Given the frequently quoted 6km/second, how many tungsten dart equivalents to a Tallboy could a Falcon Heavy or BFR put into a polar orbit?
Simple math. What is the mass of each "dart?" What is the payload capability of the launch system? Knock off some good percentage of the total payload to serve as the bus and de-orbit system, and there ya go.
There seems to be little point in going for tactical nuke yields
Little possibility of it, either. Total "yield" of the kinetic weapons is substantially less than the total yield of the chemical propellants in the booster required to orbit them, and few boosters have enough propellant to be classed in the tactical yield capability, unless you're talking about pathetically small yield devices like Davy Crockett. Starship/Super Heavy has 3.4 kilotons of propellant in the first stage, 1.2 kilotons in the second, total of 4.6 kilotons. Some sizable fraction of that is simply tossed away due to gravity and aerodynamic losses. More lost due the mass of the buss and de-orbit systems.
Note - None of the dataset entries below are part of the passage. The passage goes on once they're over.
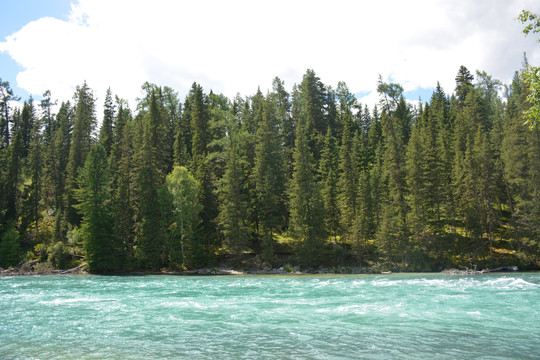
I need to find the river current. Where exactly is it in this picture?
[0,273,540,360]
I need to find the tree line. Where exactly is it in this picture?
[0,66,540,273]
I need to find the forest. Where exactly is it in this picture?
[0,62,540,273]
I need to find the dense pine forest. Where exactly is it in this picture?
[0,66,540,273]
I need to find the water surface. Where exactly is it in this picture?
[0,273,540,359]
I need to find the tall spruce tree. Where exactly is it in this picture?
[289,117,325,267]
[98,88,115,156]
[65,82,96,226]
[75,144,124,273]
[135,92,166,270]
[253,96,286,263]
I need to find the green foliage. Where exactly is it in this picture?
[160,166,204,268]
[0,223,20,268]
[289,116,325,267]
[75,144,124,273]
[47,241,70,272]
[0,58,540,273]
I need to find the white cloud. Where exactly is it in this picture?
[0,0,540,114]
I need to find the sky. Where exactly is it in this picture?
[0,0,540,117]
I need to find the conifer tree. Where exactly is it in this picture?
[253,96,286,263]
[377,111,409,263]
[190,83,217,261]
[75,144,123,273]
[24,116,43,239]
[109,103,134,259]
[99,88,115,156]
[338,117,359,242]
[319,126,340,240]
[289,116,325,267]
[65,82,96,225]
[135,92,166,270]
[0,78,20,149]
[218,119,251,253]
[160,166,203,268]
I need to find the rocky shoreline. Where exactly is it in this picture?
[0,260,519,276]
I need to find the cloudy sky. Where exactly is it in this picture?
[0,0,540,112]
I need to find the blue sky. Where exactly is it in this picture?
[0,0,540,111]
[0,0,71,100]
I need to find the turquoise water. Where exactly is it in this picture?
[0,273,540,359]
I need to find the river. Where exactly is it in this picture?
[0,273,540,360]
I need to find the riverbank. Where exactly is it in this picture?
[0,260,519,276]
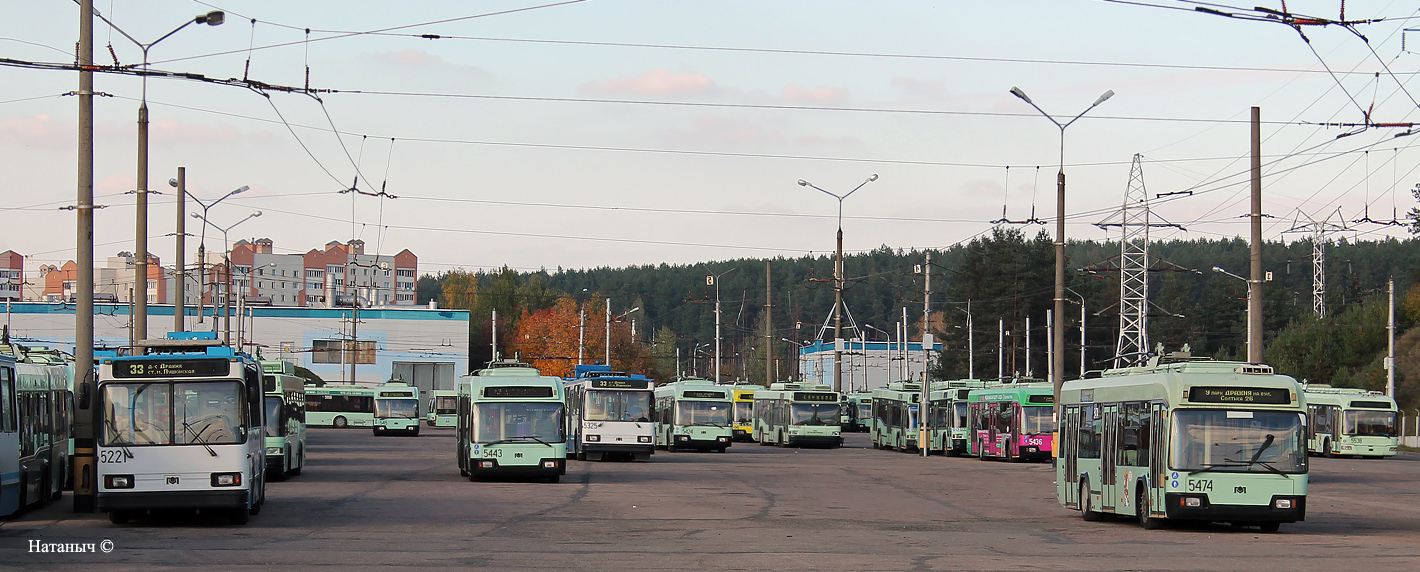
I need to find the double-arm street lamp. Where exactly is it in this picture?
[192,210,261,346]
[95,10,226,339]
[799,173,878,392]
[1011,87,1115,419]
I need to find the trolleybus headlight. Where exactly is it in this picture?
[104,474,133,488]
[212,473,241,487]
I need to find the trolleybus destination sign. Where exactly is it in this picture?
[1189,387,1292,405]
[114,358,227,378]
[592,379,650,389]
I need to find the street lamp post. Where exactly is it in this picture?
[1011,87,1115,420]
[192,210,261,346]
[706,268,740,383]
[183,185,251,329]
[99,10,226,339]
[798,173,878,392]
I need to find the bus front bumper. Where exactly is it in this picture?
[469,457,567,477]
[1163,493,1306,522]
[97,488,247,512]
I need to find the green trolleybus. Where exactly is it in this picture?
[1306,383,1400,457]
[967,383,1055,461]
[872,382,922,453]
[656,379,733,453]
[457,361,567,483]
[425,389,459,427]
[261,361,305,480]
[754,383,843,447]
[305,383,375,429]
[95,332,266,524]
[373,382,419,436]
[1055,355,1308,532]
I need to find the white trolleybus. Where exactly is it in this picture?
[373,382,419,436]
[872,382,922,453]
[98,332,266,524]
[754,383,843,449]
[655,379,734,453]
[457,361,567,483]
[1055,353,1308,532]
[425,389,459,427]
[567,365,656,461]
[305,383,375,429]
[0,349,72,517]
[1306,383,1400,457]
[261,361,305,480]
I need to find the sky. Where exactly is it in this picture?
[0,0,1420,278]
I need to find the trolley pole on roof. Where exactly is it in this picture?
[74,0,99,512]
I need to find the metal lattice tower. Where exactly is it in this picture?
[1282,209,1350,319]
[1099,153,1150,365]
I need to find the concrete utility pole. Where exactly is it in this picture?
[764,260,775,387]
[1247,106,1262,363]
[173,167,184,332]
[74,0,99,512]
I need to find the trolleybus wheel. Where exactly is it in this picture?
[1079,480,1103,522]
[1135,483,1163,531]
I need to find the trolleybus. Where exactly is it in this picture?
[97,332,266,524]
[967,383,1055,461]
[0,355,72,517]
[261,361,305,480]
[872,382,922,453]
[1306,383,1400,457]
[842,392,873,433]
[457,361,567,483]
[754,383,843,447]
[655,379,733,453]
[425,389,459,427]
[730,385,764,441]
[1055,356,1308,531]
[305,383,375,429]
[372,382,419,436]
[567,365,656,461]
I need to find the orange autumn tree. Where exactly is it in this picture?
[513,294,606,376]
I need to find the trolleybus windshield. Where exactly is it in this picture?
[1170,410,1306,473]
[1345,410,1396,437]
[790,403,839,426]
[676,402,730,427]
[375,397,419,419]
[104,382,246,446]
[473,403,567,443]
[582,389,650,422]
[267,395,285,437]
[1021,406,1055,434]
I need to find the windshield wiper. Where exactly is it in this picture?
[182,422,217,457]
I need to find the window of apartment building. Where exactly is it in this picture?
[311,339,375,363]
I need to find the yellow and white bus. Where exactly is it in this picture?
[1055,355,1308,532]
[1306,383,1400,457]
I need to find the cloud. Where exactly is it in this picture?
[582,70,717,95]
[780,85,848,104]
[0,114,78,149]
[366,50,488,78]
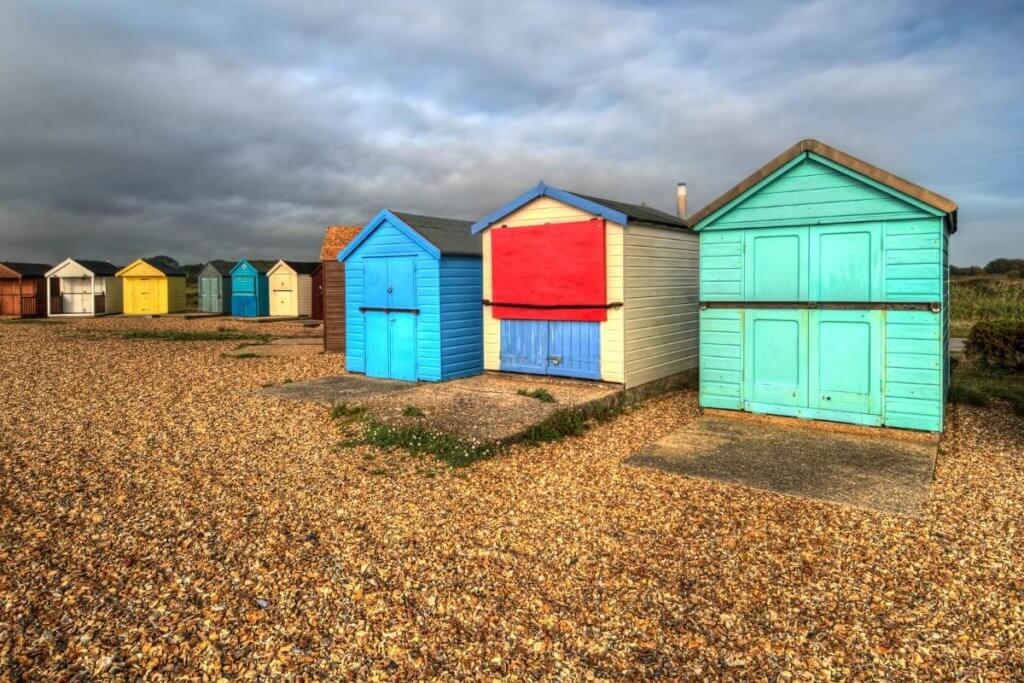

More due to drag losses to the weapons.
Starship is supposed to have a payload of 100 tons to LEO, at *about* 7.8 km/sec for a kinetic energy of the payload being ~3E12 Joules... or about 0.727 kilotons. That's for the *entire* payload. Cut the mass in half for bus/de-orbit, and you're down to 0.36 ktons. Split it, say, ten ways, and you're down to 0.036 ktons per weapon. Shave off some drag losses, and you're perhaps 0.02-0.03 ktons per. From 4.6 kilotons of explosive power on the pad, you're down to less than one percent of that per weapon for ten weapons.
You can do better by making the Starship stage fully expendable, but you're still tinkering with tiny percentages.